Al llegar a casa, tengo en mente el conjunto más serio que poseo. No importa si soy bajita y tengo cara de niña; quiero que la gente me tome en serio. Los pies me están matando, el cuello también, pero no me pongo el pijama hasta sacar del armario un traje de color negro hollín de ejecutiva: unos pantalones y una chaqueta corta negra para mañana. Extiendo el conjunto en la silla situada junto a mi ventana y lo miro con ojo crítico. Es formal y está impoluto; ese es exactamente el aspecto que quiero tener mañana.

Matt Hamilton va a tomarme en serio como que me llamo Charlotte.

Mis padres están orgullosos.

Kayla me ha mandado un aluvión de mensajes, quiere detalles.

Dedico un rato a responderle, sola en mi piso.

No me había dado cuenta de lo sola que me sentiría durmiendo en mi piso sin nadie más. «Querías ser independiente, Charlotte. Pues ya está».

La luz de mi contestador parpadea y aprieto el botón de reproducción de mensajes.

«Charlotte, no me gusta nada que estés ahí, en ese pisito, sobre todo con lo que haces ahora. A tu padre y a mí nos gustaría que regresaras a casa si realmente quieres trabajar en la campaña durante un año. Llámame».

Gruño. «Ay, no, mamá».

Durante años, hablamos sobre la posibilidad de independizarme y labrar mi propio camino cuando cumpliera los veinte. Mi madre no estaba conforme al acercarse la fecha y yo todavía estaba en la universidad y podía hacer alguna tontería, así que lo pospuso hasta los veintidós. Ahora, un mes después de mi cumpleaños, me lo he ganado, me he mantenido en mis trece y me he negado a que posponga la fecha otra vez.

Ella insistía en que el edificio era relativamente inseguro, con solo un portero. Si alguno de los vecinos lo llamaba para que subiera a su casa, la puerta y el vestíbulo quedarían desatendidos. Era pequeño, incómodo e inseguro.

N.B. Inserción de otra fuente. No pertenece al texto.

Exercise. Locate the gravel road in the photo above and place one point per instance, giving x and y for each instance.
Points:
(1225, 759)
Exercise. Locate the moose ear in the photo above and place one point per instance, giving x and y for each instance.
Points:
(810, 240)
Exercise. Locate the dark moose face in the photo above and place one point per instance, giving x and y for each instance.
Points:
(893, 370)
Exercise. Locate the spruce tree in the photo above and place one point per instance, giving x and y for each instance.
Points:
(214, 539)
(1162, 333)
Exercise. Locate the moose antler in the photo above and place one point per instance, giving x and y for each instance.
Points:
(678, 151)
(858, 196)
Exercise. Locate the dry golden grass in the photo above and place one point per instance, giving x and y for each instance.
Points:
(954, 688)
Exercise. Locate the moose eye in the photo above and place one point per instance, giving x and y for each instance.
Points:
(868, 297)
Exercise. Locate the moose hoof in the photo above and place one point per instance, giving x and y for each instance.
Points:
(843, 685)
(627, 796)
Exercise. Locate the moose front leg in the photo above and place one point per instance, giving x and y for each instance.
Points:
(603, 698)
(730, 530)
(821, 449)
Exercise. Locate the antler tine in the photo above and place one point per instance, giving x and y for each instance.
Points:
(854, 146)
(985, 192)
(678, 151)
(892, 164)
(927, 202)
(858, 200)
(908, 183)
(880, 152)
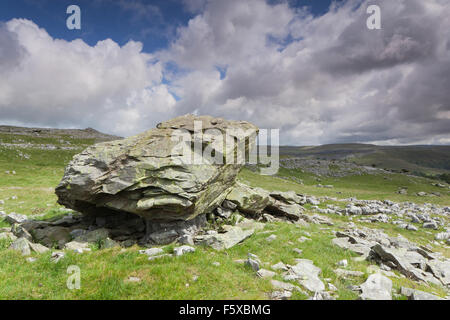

Yo pensaba que era perfecto. Bien situado y con el tamaño apropiado para mantenerlo limpio y ordenado, aunque todavía no he conocido a casi nadie excepto a dos de mis vecinos: una familia joven y un veterano del ejército. Y sí que me da la sensación de que, por la noche, hay cosas que crujen, y me mantienen despierta. Pero este es el primer paso para labrar mi propio camino.

Me tumbo en la cama y pongo el despertador para mañana. Estoy físicamente exhausta, pero, en mi cabeza, revivo el día de hoy una y otra vez.

Pienso en la campaña, en Matt y en el asesinato del presidente Hamilton. Pienso en nuestro presidente actual y en mis esperanzas con respecto a nuestro futuro presidente.

Toda la gente que conozco, todo el que es consciente de sí mismo y su potencial… Todos queremos influir, contribuir, trabajar en algo que nos importe. Ahora sigo un nuevo camino que yo he establecido. Soy joven y algo insegura, pero estoy contribuyendo a cambiar las cosas, aunque sea solo un poco.